Etty Hillesum is someone to get to know better. A Dutch Jew during the Nazi period, she became increasingly interested in the Bible and in Russian literature (especially Dostoevsky). Over time, and notably during her time in concentration camps, she kept diaries that would justly earn her the reputation of being a genuine mystic. She knew the darkness within us, better than most. But was always more focused on the light, without losing her realism.

That realism extended into a powerful sense of God, her self, and the relationship between her inner life and the condition of the world. In that, hers is a fitting follow-up to what I observed last time, about G.K. Chesterton. This excerpt from her diary is especially evocative:

The rottenness of others is in us, too. I see no other solution. I really see no other solution than to turn inward and to root out all the rottenness there. I no longer believe we can change anything in the world until we have first changed ourselves. And that seems to me the only lesson to be learnt from this war. That we must look into ourselves and nowhere else.

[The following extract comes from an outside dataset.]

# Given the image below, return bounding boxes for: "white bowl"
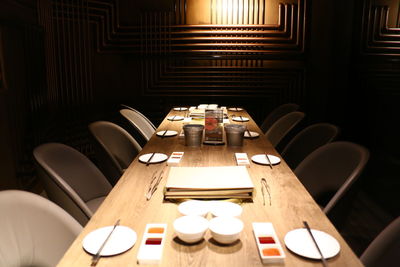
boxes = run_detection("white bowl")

These are words from a concentration camp. Etty Hillesum died in Auschwitz on November 30, 1943. She was 29 years old.

Her diaries and letters are collected in this as well as other volumes.

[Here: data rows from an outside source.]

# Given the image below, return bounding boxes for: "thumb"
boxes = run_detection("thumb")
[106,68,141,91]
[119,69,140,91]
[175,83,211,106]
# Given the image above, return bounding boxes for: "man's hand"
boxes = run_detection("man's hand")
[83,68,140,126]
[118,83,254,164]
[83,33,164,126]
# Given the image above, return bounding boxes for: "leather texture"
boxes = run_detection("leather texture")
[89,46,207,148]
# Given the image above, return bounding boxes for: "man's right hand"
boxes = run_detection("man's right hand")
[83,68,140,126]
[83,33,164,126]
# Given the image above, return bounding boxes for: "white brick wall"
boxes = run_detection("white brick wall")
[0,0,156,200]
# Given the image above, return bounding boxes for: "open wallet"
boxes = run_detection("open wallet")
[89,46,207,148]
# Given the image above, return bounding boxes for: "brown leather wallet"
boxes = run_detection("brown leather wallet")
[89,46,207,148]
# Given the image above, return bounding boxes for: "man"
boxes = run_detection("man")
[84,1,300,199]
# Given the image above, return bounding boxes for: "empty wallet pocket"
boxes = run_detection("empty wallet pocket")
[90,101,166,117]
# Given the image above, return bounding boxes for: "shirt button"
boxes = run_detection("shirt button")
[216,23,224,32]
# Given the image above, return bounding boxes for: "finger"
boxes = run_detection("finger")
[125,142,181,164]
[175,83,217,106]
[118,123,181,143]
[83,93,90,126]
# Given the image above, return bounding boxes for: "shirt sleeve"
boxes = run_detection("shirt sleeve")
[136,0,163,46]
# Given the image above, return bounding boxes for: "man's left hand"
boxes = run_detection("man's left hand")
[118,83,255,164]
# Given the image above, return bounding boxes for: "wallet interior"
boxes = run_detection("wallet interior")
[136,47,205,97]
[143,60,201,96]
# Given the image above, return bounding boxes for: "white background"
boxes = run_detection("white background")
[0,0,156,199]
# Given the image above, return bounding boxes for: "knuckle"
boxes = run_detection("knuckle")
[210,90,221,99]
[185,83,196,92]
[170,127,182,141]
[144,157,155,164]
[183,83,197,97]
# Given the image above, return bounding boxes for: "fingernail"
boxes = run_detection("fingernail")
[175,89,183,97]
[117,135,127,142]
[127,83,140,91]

What’s wrong with the world?

The 20th-century writer G.K. Chesterton, when asked “What’s wrong with the world?”, had a pretty remarkable answer. He said, “I am.”

That’s placing a pretty heavy burden on himself. He was a huge, rotund man, so maybe he could bear it… But seriously, how can I be “what’s wrong with the world?”

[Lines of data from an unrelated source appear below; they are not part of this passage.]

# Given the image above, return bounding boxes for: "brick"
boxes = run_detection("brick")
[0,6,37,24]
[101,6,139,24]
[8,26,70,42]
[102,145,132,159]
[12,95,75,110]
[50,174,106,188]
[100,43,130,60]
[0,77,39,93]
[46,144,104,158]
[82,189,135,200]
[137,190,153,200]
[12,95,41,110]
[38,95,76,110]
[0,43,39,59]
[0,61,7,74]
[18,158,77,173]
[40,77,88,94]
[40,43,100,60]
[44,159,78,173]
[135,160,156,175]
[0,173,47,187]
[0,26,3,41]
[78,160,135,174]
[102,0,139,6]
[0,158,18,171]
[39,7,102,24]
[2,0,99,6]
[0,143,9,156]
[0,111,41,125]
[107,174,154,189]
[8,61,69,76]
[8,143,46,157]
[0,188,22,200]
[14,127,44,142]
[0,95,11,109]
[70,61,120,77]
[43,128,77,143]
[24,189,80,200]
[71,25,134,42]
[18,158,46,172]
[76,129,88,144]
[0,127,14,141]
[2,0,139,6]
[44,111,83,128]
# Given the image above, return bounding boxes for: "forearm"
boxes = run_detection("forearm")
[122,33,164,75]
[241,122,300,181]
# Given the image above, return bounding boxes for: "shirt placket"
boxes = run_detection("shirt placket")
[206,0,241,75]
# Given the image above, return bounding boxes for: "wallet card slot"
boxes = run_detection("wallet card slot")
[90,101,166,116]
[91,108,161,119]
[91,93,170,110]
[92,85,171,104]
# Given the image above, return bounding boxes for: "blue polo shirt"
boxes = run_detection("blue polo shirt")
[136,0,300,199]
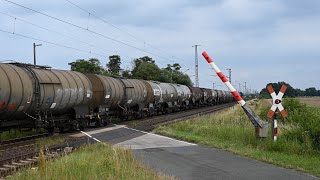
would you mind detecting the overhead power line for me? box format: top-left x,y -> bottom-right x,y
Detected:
2,0 -> 176,64
64,0 -> 186,64
0,11 -> 134,63
0,28 -> 112,59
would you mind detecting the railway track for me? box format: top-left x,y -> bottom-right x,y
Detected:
124,102 -> 236,131
0,133 -> 49,151
0,135 -> 93,178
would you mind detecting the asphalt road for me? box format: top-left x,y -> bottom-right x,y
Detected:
71,125 -> 318,180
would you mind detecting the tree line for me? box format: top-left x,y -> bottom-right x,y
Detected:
68,55 -> 192,86
259,82 -> 320,98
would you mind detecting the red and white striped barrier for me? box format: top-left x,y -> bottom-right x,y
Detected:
202,51 -> 245,106
202,51 -> 268,134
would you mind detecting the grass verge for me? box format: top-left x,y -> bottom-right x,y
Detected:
9,143 -> 173,180
155,99 -> 320,177
35,135 -> 65,149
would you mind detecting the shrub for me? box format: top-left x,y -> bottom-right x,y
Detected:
259,98 -> 320,152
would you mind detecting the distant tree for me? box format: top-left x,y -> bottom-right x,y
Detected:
68,58 -> 104,74
295,88 -> 305,96
107,55 -> 121,76
305,87 -> 318,96
172,70 -> 192,86
172,63 -> 181,71
122,69 -> 132,78
131,56 -> 156,78
132,61 -> 162,80
126,56 -> 192,86
259,82 -> 296,98
163,63 -> 192,86
165,63 -> 181,71
133,56 -> 155,68
259,82 -> 320,98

There must be a few different logical ways to reckon this, if by “logical” you include crazy spiritual logic. One way that I understand Chesterton’s answer, and can make it my own is to see it as saying something like the following:

The world is beautiful, yes, but unbelievably damaged. There is so much human evil. I look around and see the results of selfishness, greed, shortsitedness, people’s need for instant gratification. And then I think, about “other people:” can I know their greed? Can I know their selfishness? What’s more, can I do anything about it? And the answer is, of course not.

I only know my own shortfalls. And these are also the only ones I have any say about, have any way of controlling.

Can I fully know and account for the circumstances that lead “other people” to pollute, start wars, shoot each other? No. But I can begin to know my own.

So if I’m to put myself in Chesterton’s (large) shoes, and am asked “What’s wrong with the world?” I guess I could only answer, “Well, a lot—but as far as I know, and as far as I can do anything about it, what’s wrong with the world is my own depravity.”

That would still be an unbearable responsibility. Which is where my relationship to God, my surrender to him, comes in. But as burdensome as it seems, it’s also a very great relief to stop blaming others.

Blaming other is not only a huge a waste of time and energy.  It’s also truly false. Because it buys into this false dichotomy between Me and The Other Person. There’s a lot more to say about that. But for the time being, without being too solipsistic about it, I can say, what’s wrong with the world has entirely to do with me.